Last year, Cisco promised during its Enterprise Connect keynote speech to simplify video conferencing for all customers, and now it claims it’s fulfilled that promise. A revamped Cisco video-conferencing line was unveiled ahead of this year's Enterprise Connect, featuring four new video systems for deployments in everything from small businesses to large boardroom environments. Cisco claims customers won’t need an IT pro to deploy these new systems.

Video has historically been very difficult for many organizations to adopt. Video conferencing and telepresence systems are notoriously complicated to deploy and can also be difficult for employees to use, said Zeus Kerravala, principal analyst at ZK Research.

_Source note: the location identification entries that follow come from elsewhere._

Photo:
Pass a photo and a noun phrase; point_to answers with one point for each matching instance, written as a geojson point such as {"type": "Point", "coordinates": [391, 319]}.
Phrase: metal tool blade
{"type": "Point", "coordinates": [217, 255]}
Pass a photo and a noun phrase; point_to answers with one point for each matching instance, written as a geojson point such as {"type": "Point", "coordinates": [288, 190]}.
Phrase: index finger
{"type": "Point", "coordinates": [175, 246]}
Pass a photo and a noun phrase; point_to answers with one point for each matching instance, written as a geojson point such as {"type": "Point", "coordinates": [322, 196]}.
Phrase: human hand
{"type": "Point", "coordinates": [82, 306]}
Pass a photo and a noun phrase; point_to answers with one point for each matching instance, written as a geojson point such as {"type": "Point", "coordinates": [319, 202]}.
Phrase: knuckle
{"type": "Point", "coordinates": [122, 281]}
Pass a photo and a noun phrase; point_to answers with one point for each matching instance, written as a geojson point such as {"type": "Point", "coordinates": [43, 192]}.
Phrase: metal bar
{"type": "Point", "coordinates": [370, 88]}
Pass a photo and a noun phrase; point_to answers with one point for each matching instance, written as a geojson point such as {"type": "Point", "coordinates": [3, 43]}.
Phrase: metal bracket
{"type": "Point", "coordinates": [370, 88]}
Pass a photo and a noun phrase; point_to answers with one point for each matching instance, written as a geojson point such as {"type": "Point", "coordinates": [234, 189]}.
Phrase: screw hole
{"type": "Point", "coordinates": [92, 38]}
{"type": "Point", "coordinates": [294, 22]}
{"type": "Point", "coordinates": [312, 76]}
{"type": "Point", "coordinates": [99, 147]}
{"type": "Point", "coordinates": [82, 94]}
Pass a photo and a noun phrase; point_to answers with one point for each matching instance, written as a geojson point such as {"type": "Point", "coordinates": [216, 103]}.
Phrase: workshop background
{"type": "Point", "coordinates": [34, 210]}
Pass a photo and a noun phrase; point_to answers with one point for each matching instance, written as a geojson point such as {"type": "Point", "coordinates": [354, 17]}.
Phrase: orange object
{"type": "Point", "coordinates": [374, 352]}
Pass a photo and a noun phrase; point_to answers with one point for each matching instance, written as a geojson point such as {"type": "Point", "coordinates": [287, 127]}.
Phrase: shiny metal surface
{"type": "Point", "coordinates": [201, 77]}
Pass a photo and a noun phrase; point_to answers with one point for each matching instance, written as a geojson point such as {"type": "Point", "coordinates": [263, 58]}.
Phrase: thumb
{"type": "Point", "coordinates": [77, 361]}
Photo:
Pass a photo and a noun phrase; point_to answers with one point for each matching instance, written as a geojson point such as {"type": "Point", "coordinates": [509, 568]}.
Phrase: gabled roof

This Cisco video conferencing portfolio refresh finally fully integrates technology from Cisco's Tandburg acquisition, starting with the new TelePresence SX10 Quick Set system for small to medium-sized businesses. The system allows businesses to turn any existing flat screen TV into a collaboration system, and can be set up in ten minutes or less without the need for IT expertise, said Snorre Kjesbu, vice president and general manager for Cisco’s collaboration endpoint technology group.

“We are addressing the meeting-room end of the portfolio [and] making it easier … with new technology innovations, new design. And we are working on affordability," he said. 

The company introduced the second generation of its Cisco TelePresence MX200, a system for smaller conference rooms that will come with a floor-standing 42-inch display and embedded four-way multiparty conferencing. Cisco announced two new TelePresence systems -- the MX700 and MX800 for medium-size and large board rooms, which will come with 55-inch displays and support the H.265 standard for bandwidth efficiencies without affecting image quality, according to the company.

Cisco is also introducing a standalone video codec box -- the SX80 -- that supports the H.265 standard for integrators looking to equip larger spaces with video functionality. The appliance can work with a variety of cameras, supports up to three screens and can be paired with the MX700 and MX800, Kjesbu said.

Cisco videoconferencing technology: New cameras, speakers, and mobility features

To round out the conferencing experience, Cisco introduced two new cameras that are interoperable with most of its new video units.

The Precision 60 can capture video at 1080p resolution, can adapt to varying light conditions and has a large zoom range. The SpeakerTrack 60 is a dual-camera system that can identify and zoom in on active speakers in larger boardroom setting. Its facial recognition and voice triangulation technology allows the camera to follow speakers from the conference table to the collaboration display, Cisco said. "You don’t really get an immersive experience in a large room," said Kjesbu. "We wanted to solve a problem that has plagued large room conferences -- tiny little faces [and] … not being able to see everyone."

Cisco is also featuring its Intelligent Proximity technology within its MX product lines -- a capability that allows a Cisco videoconferencing system to identify smartphones or tablets entering the meeting and asks the user if the device should be integrated for content sharing.

More on Cisco videoconferencing:

Cisco Telepresence: As good as being there

Cisco adds video wall option to telepresence technology

Cisco collaboration, Telepresence partner strategy

Cisco video conferencing falling in line with market trends

Vendors believe simplicity, along with attractive prices, will boost video adoption. Cisco's updated video portfolio fits in with the market's overall trend toward video offerings that lower the barriers of entry for smaller businesses -- such as Google's Chromebox video conferencing offering currently on the market for $1,000.

"In the past, Cisco has innovated in the video market for innovation's sake, sometimes at the expense of ease of use. Some of the features in this launch show that [Cisco] is trying to focus on making things easier,” ZK Research’s Kerravala said. 

Cisco said that the smallest unit -- the SX10 -- will "cost less than a PC." Cisco is also expected to release additional details during a keynote address to be delivered by Rowan Trollope, senior vice president of Cisco's collaboration technology group, at this year's Enterprise Connect conference.